Dans le cadre des « Tournée Isère » proposée par la MC2, je me suis rendu, fort curieux, au concert de Danyèl Waro, figure incontournable du maloya réunionnais.

Le maloya est le rythme traditionnel de la Réunion. Issu du métissage musical des ethnies qui composent la population réunionnaise (Afrique de l’est, Madagascar, Inde) le maloya est le rythme sur lequel les esclaves des plantations chantaient leurs joies mais surtout leurs peines, un peu à la manière d’un blues de l’océan indien. Le terme provient du malgache « Malahelo » qui signifie « parler, s’exprimer » et renvoie à la tristesse et à la mélancolie. Longtemps mésestimé et considéré comme un genre vieillot, interdit par l’administration issue du colonialisme à la fin des années 50 car porteur de révolte et de luttes sociales par les thèmes qu’il véhicule, ce sont les mouvements indépendantistes qui vont le tirer de sa léthargie dans les années 70.

DANYEL WARO fait partie de ceux qui ont su dépoussiérer le genre et redonner ses lettres de noblesse à une musique traditionnelle mais moderne, porteuse d’histoire et de sens, enrichie par ses apports ethniques.
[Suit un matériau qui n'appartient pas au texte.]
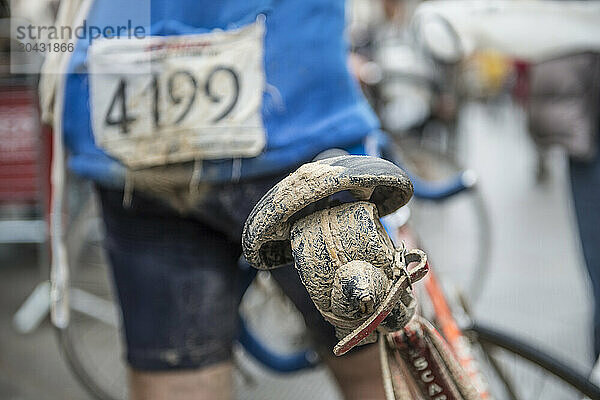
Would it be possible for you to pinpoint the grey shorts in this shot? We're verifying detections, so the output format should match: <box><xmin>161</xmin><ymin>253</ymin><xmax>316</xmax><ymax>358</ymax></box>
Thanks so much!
<box><xmin>98</xmin><ymin>176</ymin><xmax>336</xmax><ymax>370</ymax></box>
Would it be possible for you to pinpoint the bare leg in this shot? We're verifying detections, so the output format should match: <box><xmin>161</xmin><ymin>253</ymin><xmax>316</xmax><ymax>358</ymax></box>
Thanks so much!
<box><xmin>129</xmin><ymin>362</ymin><xmax>233</xmax><ymax>400</ymax></box>
<box><xmin>324</xmin><ymin>345</ymin><xmax>385</xmax><ymax>400</ymax></box>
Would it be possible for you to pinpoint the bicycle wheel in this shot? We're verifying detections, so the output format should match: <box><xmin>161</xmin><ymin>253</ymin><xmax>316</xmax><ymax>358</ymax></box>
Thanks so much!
<box><xmin>57</xmin><ymin>188</ymin><xmax>127</xmax><ymax>400</ymax></box>
<box><xmin>394</xmin><ymin>138</ymin><xmax>491</xmax><ymax>304</ymax></box>
<box><xmin>465</xmin><ymin>324</ymin><xmax>600</xmax><ymax>400</ymax></box>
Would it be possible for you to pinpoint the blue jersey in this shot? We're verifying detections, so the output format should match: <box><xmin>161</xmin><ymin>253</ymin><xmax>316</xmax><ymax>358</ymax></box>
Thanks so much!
<box><xmin>62</xmin><ymin>0</ymin><xmax>378</xmax><ymax>186</ymax></box>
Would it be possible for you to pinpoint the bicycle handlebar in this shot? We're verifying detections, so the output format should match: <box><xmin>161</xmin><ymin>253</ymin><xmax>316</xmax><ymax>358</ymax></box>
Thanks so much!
<box><xmin>409</xmin><ymin>170</ymin><xmax>477</xmax><ymax>201</ymax></box>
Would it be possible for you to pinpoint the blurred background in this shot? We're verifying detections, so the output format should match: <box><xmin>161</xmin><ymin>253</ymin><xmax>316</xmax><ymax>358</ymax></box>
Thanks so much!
<box><xmin>0</xmin><ymin>0</ymin><xmax>600</xmax><ymax>400</ymax></box>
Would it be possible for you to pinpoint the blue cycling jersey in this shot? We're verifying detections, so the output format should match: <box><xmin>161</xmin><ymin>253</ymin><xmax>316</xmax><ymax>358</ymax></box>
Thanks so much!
<box><xmin>63</xmin><ymin>0</ymin><xmax>378</xmax><ymax>186</ymax></box>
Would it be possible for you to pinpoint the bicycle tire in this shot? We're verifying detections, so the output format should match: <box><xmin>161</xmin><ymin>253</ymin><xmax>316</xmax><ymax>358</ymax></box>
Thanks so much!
<box><xmin>464</xmin><ymin>323</ymin><xmax>600</xmax><ymax>400</ymax></box>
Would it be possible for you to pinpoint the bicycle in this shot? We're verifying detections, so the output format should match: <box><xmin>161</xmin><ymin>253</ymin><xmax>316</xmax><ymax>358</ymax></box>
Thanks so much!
<box><xmin>52</xmin><ymin>152</ymin><xmax>598</xmax><ymax>400</ymax></box>
<box><xmin>243</xmin><ymin>156</ymin><xmax>600</xmax><ymax>399</ymax></box>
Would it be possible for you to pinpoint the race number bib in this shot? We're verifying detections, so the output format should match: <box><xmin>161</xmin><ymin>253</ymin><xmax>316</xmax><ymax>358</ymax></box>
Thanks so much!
<box><xmin>89</xmin><ymin>21</ymin><xmax>266</xmax><ymax>168</ymax></box>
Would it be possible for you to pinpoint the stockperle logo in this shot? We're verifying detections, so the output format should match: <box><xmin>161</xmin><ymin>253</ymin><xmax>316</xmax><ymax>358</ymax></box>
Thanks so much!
<box><xmin>16</xmin><ymin>20</ymin><xmax>146</xmax><ymax>45</ymax></box>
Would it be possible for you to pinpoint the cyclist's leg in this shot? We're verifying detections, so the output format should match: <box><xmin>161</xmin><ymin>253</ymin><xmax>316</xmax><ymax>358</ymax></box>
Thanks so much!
<box><xmin>100</xmin><ymin>190</ymin><xmax>240</xmax><ymax>399</ymax></box>
<box><xmin>570</xmin><ymin>152</ymin><xmax>600</xmax><ymax>357</ymax></box>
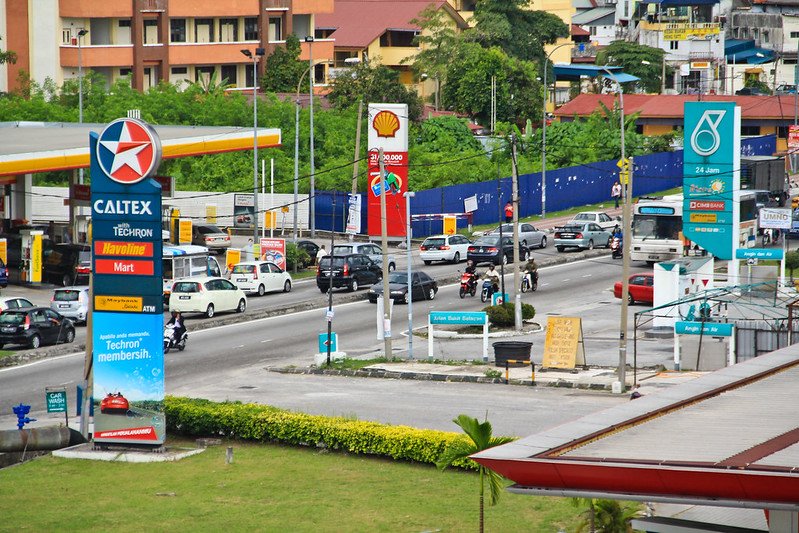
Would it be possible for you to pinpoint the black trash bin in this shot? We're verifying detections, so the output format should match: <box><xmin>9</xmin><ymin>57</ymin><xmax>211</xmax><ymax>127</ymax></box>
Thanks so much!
<box><xmin>492</xmin><ymin>341</ymin><xmax>533</xmax><ymax>368</ymax></box>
C’est vous dire que le concert de mercredi soir dépassait un peu le simple cadre musical pour s’inscrire dans une histoire en route, l’histoire d’un peuple en lutte pour faire valoir ses droits, son histoire et son passé et qui semble redouter d’être classé « monument historique » tant les thèmes abordés et la modernité du propos parlent de la Réunion comme d’autres manuels d’histoire.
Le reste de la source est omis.